Published 22 May 2008

Jar of Fools
Jason Lutes and Rui Tenreiro Faber & Faber, 160pp, £12.99

Ernie Weiss is a down-and-out magician with a booze problem, reeling from the failure of a disastrous romance and the shadow of his brother’s mysterious death. Weiss is fast approaching the end of his tether. So his reunion with his increasingly senile mentor (who has escaped from his care home) seems like a perfectly natural turn of events: they are two outcasts from a society that has left the magic of the past behind for the grim realities of the day-to-day.

Almost inevitably, they encounter fellow dreamers – Nathan and Claire Lender, an anachronistic pair of travelling con artists who seem to have walked straight out of Peter Bogdanovich’s Paper Moon.
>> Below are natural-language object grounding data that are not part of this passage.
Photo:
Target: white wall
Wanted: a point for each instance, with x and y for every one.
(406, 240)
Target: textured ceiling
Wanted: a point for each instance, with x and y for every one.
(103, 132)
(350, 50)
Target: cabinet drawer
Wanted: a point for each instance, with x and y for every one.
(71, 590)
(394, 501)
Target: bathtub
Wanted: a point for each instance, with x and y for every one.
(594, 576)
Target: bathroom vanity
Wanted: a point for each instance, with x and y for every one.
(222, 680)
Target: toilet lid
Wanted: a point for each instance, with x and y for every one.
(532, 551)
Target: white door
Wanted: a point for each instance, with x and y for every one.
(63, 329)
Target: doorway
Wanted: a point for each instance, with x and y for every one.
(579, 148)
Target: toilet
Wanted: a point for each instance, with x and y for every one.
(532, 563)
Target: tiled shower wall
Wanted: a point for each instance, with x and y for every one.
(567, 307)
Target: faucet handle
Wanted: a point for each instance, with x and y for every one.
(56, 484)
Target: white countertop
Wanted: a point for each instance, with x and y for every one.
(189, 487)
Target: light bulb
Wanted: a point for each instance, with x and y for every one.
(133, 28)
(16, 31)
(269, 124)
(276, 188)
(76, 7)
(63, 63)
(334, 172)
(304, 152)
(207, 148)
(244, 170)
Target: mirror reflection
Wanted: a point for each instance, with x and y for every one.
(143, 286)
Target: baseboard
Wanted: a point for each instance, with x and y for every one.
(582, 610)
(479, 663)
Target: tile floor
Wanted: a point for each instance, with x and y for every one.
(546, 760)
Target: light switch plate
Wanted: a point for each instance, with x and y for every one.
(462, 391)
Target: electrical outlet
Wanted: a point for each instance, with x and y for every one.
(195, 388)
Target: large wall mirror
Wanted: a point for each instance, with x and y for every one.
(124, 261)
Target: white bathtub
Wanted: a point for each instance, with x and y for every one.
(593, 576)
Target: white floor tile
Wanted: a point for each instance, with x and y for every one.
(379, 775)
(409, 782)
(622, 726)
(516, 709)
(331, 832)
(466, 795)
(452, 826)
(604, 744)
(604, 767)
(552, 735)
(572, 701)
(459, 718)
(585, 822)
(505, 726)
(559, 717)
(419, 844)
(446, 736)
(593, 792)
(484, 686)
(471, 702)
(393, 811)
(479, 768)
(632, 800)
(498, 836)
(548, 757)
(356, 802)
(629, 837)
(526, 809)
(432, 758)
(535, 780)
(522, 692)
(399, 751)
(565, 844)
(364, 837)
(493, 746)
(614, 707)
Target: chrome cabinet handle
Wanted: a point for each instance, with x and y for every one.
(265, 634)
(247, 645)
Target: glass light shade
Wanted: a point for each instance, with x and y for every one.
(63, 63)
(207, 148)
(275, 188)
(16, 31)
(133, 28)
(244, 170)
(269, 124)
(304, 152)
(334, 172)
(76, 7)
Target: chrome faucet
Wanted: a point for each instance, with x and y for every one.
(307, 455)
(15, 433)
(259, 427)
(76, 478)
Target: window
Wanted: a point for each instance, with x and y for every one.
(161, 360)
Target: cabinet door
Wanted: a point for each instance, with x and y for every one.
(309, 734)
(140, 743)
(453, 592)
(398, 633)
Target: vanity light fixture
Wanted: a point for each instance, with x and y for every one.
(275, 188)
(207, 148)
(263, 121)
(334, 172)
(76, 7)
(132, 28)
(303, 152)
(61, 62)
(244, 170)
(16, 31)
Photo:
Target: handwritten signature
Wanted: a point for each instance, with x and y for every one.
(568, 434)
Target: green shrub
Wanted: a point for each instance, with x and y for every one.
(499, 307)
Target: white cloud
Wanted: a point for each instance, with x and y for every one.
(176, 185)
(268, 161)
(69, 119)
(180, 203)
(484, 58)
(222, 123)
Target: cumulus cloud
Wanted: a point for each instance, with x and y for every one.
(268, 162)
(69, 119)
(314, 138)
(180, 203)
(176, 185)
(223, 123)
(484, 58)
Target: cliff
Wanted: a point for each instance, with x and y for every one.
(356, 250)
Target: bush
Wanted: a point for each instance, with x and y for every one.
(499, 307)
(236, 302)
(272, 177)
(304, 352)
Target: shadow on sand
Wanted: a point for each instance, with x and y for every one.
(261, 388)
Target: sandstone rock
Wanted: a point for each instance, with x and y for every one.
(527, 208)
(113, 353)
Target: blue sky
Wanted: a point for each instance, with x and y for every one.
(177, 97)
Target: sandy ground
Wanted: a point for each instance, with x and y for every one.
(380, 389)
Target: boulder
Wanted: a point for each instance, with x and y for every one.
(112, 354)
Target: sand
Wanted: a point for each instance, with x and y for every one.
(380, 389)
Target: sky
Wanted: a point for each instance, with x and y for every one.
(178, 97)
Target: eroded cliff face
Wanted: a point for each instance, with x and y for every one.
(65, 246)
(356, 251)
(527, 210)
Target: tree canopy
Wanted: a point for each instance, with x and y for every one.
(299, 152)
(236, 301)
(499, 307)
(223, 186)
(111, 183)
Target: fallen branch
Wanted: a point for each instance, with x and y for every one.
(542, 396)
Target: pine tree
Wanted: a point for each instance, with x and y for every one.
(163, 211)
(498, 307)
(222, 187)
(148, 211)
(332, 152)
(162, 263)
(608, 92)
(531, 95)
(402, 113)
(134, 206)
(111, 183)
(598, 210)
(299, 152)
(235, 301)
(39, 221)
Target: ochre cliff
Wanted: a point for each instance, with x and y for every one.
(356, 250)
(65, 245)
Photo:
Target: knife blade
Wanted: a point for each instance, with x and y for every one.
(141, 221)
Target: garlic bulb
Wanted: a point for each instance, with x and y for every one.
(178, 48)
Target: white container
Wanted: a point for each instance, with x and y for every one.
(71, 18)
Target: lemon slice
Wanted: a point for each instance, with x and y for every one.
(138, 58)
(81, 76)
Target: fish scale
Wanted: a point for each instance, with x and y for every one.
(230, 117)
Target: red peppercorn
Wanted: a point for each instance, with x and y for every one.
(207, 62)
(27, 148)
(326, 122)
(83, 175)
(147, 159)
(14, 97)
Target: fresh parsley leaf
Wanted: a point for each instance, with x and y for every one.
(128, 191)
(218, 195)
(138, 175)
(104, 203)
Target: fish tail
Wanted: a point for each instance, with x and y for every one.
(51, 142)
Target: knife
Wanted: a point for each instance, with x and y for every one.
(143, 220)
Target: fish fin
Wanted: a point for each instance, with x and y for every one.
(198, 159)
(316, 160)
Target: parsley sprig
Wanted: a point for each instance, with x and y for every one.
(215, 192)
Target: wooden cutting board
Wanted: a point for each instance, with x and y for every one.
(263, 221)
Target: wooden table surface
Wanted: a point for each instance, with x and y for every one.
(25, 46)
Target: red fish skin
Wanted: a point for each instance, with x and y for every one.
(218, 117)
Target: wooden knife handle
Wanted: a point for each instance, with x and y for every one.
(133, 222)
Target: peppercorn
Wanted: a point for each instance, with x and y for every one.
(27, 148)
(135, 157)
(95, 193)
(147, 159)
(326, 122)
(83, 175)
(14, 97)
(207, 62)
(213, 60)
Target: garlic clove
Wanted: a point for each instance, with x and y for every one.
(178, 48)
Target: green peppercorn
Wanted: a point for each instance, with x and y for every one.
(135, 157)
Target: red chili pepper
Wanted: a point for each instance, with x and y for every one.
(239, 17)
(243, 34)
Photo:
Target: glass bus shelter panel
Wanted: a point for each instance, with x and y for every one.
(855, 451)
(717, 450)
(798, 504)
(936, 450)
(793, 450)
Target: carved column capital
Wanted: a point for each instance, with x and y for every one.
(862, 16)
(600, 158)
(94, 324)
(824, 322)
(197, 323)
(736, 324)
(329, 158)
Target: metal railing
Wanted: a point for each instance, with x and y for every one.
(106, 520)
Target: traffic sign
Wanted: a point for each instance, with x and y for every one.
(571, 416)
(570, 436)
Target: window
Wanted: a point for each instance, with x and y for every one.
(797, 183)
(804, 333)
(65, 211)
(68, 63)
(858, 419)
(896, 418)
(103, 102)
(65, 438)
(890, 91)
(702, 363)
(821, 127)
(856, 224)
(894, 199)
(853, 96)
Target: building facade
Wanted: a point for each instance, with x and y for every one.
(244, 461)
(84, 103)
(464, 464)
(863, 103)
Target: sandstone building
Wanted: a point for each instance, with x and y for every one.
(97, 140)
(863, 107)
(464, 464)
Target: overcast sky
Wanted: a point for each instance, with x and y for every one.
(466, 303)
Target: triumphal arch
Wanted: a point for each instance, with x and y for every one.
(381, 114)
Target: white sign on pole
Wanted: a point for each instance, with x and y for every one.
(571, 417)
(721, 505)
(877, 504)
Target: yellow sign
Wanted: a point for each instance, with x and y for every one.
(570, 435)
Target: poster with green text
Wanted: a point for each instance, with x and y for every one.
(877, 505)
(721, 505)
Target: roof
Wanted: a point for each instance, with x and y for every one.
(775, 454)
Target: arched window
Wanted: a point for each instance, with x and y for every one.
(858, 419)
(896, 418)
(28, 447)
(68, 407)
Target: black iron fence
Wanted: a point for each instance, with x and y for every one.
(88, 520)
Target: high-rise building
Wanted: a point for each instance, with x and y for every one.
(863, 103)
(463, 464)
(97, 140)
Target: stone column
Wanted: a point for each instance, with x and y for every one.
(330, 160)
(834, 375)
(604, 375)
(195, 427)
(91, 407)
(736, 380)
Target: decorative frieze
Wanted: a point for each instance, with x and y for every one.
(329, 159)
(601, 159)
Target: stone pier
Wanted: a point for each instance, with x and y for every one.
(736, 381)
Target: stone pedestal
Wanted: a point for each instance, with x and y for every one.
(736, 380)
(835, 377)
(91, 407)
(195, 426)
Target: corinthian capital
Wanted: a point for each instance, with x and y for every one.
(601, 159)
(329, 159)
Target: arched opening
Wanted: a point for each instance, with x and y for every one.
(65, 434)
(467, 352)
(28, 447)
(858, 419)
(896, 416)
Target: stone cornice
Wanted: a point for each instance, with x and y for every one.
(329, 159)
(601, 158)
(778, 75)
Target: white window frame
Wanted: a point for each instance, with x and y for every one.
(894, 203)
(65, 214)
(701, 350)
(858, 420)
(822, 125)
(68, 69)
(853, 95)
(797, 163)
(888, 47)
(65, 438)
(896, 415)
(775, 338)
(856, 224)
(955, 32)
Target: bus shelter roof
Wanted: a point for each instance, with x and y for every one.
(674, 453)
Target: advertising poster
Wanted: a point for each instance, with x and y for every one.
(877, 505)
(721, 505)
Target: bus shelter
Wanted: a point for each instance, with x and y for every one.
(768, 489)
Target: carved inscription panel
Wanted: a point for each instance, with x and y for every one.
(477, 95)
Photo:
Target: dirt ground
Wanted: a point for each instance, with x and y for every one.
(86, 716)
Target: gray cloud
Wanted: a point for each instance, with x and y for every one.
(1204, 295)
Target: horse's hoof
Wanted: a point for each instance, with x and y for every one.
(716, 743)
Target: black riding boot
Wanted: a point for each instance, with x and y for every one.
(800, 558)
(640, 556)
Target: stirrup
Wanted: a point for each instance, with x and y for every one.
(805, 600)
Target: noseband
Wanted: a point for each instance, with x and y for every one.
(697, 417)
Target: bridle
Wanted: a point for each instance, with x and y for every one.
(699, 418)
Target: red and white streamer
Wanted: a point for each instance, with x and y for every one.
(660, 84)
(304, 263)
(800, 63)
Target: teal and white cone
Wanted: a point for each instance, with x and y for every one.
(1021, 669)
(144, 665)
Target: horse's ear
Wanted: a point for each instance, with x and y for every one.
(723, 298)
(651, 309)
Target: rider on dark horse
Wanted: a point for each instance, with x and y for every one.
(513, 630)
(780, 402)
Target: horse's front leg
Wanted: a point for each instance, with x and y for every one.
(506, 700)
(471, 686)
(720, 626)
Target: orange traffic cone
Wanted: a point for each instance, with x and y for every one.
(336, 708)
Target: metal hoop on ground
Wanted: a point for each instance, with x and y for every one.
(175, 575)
What follows is a tender, believable journey along the path towards acceptance, set in a world where tricks and lies are the only currency for survival.

Jason Lutes’s mid-1990s classic has grown in reputation since its first publication, and it’s easy to see why. The European-style drawings recall Hergé, and the oddball romanticism of the various plot strands is handled with taste and conviction. Nothing is mawkish or twee, which is no mean feat in a story about magic and fatherhood. Where many of his Stateside contemporaries saturate their outsider narratives with bitterness or self-obsession, Lutes offers something more thoughtful.